Reducing Environmental Impact and Reliance on Antibiotics Top Pork Sector’s Priority List
The Chair of Swine Innovation Porc says reducing the environmental footprint of pork production and reducing the sector’s reliance on antibiotics will be among the top research priorities transitioning into the new Canadian Agricultural Partnership
The Canadian Agricultural Partnership, Canada’s new five year Agricultural Policy Framework, comes into force April 1st.
Swine Innovation Porc Chair Stewart Cressman told FarmScape Online that among the research priorities of both government and the pork sector are the environment and the use of antibiotics.
“The agri-science cluster programs have broken down barriers, allowing more collaborative research”
“Certainly the environment is very important on their radar,” he said. “We’ve always felt the way to reduce the environmental footprint of hog production is efficiency.
We can produce more pork with less sows.
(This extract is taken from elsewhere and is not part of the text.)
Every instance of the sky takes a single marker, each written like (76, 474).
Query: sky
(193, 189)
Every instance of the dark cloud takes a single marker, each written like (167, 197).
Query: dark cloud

That has been successfully demonstrated with increased number of piglets per sow per year.”He added that feed conversion has also been improved.
“The pounds of feed required per pound of lean gain continues to drop,” he adds. “I think one of the other main areas our research emphasizes is looking at reducing the reliance on antibiotics – not eliminating them entirely because we think they are a valuable tool to the industry – but using them strategically when needed,” he said. “We think the way to do that is aim our research at the microbiome.”
Microbiome is an area that is popular both in human studies as well as in animal agriculture as many believe it will provide answers that could reduce our reliance on antibiotics into the future.
Cressman says, “the agri-science cluster programs have brought stakeholders together with researchers and broken down barriers between institutions allowing more collaborative research.”